18:19 And so I had to go through that phase of and I think that was the experiment with doing the children's books because I never wanted to be a children's book author. But the ideas came. The kids loved it. I enjoyed reading to so many kids. So that period was definitely beneficial. And now I see the potential for me to do both. Okay?
18:43 I just have to get out of my own way in the fear and the doubt and learning how to manage that better so that it is not so detrimental. Doubt before fear, before as I'm transforming, I feel like was crippling and I suffer from imposter syndrome. The fact that, do I really look at some of the authors that have made The New York Times bestselling.
19:12 Am I really that good? And then just learning how to be me, to write like me, and to always put the writing as a passion first. I never want to chase money. I never want to chase a title. If I make The New York Times bestseller list amazing. I can't even imagine how that would feel. And if I don't, it won't change anything at all about who I am as a writer.
19:38 You spoke about those in the second adulthood, learning who you are without all of those external influences. And that was one of the huge takeaways from my 40 to 40 in recognizing, understanding, and giving myself Grace for not knowing who I am. Because I was centered around three people who are no longer here. Wow.
20:06 And so now instead of looking at it as, oh, my God, I'm 40 years old, and I have no idea who I am. I look at it as like, I'm 40 years old, and now I get to find out who I really am. I love that. That's amazing. And it's such a shift, too, isn't it? It's interesting because it seems like such an easy shift. On one hand, it is.
20:33 And yet, on the other hand, it's the hardest shift you'll ever do. Yes. And so I was like, I'm in this stage of my cousin. I love him. He's also a pastor. His name is Michael Jefferson. And we were talking, and I was like, God is making me so uncomfortable. And they say when you start to feel uncomfortable, you're on the right track. And he's like, Why don't you look at it differently? Because when you think about being uncomfortable, it sounds negative.
21:02 He's like, Why don't we look at it as God has taken you on an adventure? And it clicked. For me, that sounds a lot better than being uncomfortable. It still shows that I'm doing something outside of my comfort zone, but it's an adventure. Like, we're going on a journey. And now what's next? What's next? For me?
21:26 That 40 to 40 challenge did so much internally and helped me gain some perspective on where I was mentally and I think actually set the course for whatever is next. I can definitely tell you I'm still on a high. I spent the weekend after I turned 40. I had nine of the most amazing women in my life.
21:52 We spent the weekend together, and it was such I left that weekend with them. Refreshed, empowered, inspired, grateful for the love that they imparted on me during that time. I have no regrets about celebrating my birthday. It is actually the best decision that I could have made centered around turning 40. And there's a couple of them that didn't get to make it.
22:22 But the women that were there from all walks of my life and my oldest friendship was 30 plus years. Wow. And I had all of them in the room together. And we spent an amazing weekend. And I still haven't even completely unpacked. I'm harboring all of those memories of that weekend. And so now, even with you contacted me, I was like, at first, I was like, I don't really want to talk to you, you know what I mean?

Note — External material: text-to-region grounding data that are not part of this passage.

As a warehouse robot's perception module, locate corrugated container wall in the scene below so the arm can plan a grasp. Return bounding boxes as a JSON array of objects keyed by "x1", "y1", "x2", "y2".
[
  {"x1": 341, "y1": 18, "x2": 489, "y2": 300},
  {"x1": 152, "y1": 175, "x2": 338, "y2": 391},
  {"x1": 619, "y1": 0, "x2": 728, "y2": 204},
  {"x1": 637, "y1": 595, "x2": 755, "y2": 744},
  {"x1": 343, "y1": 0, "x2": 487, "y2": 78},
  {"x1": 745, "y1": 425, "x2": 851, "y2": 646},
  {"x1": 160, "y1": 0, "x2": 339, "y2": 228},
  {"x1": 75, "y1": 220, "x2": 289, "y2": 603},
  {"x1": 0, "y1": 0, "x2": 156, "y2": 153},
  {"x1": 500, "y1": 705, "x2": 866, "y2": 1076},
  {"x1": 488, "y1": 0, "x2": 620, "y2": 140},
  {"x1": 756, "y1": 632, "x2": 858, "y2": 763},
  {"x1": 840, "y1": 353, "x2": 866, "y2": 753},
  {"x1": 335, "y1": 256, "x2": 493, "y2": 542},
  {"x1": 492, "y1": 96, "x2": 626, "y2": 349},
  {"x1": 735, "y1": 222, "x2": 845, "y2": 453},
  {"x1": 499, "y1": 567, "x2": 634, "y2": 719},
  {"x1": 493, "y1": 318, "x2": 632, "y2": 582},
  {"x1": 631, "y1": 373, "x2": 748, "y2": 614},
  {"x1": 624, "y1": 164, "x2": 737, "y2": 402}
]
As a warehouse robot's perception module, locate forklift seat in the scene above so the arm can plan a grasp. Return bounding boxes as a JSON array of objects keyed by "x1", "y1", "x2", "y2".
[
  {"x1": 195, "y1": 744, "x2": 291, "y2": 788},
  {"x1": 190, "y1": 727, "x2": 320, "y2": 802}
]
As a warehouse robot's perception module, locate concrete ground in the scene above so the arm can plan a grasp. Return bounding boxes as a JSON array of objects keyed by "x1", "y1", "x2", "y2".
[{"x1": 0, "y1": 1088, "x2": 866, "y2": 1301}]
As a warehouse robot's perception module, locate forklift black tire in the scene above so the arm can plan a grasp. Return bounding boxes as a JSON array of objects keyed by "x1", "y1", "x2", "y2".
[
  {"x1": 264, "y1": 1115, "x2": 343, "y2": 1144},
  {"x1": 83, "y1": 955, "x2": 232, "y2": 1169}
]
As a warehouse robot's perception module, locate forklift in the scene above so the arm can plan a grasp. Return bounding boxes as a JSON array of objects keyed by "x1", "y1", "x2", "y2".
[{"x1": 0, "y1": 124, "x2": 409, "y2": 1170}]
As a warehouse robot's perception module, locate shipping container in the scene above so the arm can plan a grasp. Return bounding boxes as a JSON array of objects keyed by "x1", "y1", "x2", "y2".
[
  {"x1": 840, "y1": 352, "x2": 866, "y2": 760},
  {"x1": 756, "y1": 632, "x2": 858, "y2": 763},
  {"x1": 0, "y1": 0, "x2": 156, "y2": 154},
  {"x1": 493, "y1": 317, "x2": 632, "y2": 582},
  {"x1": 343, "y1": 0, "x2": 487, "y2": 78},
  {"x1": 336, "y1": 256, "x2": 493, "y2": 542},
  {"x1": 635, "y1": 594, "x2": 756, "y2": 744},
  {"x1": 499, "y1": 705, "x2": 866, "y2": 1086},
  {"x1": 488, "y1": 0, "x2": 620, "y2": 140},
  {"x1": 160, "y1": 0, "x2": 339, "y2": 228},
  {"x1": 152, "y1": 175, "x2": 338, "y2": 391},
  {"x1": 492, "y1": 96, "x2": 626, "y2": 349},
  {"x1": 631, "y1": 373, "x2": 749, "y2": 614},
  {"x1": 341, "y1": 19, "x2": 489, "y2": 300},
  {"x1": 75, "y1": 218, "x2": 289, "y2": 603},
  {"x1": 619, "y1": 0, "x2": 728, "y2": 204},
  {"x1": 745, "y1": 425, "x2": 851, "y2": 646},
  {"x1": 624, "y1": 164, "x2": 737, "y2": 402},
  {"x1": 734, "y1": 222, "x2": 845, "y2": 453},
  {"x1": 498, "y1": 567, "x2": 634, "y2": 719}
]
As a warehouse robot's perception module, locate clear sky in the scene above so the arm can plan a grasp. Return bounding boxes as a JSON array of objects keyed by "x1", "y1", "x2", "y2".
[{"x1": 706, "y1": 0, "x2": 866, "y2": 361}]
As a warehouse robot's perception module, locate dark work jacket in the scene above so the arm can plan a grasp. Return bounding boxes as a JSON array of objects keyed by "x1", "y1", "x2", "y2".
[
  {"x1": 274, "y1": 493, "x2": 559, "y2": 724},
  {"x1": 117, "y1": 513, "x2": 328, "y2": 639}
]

22:57 But my husband said this is an opportunity for you to share with somebody else what that transformation will look like for you, what that journey to 40 looks like for you, and what you're expecting to share about the things that you lost and how it impacted your life. And honestly, with where I see my writing career going over the next three to five years, I have to get out of my own way and be more open to doing things like sharing.
23:26 And I feel great about it. You're fantastic at it, I have to tell you. Right? So. Right. If you're over the next five years, if you're going to be evolving your writing career, you have to be willing to share your voice, to be vulnerable, to explore things that you might not have thought you were ready to explore. And this already is an amazing conversation. So you're well on your way. Thank you. Thank you so much.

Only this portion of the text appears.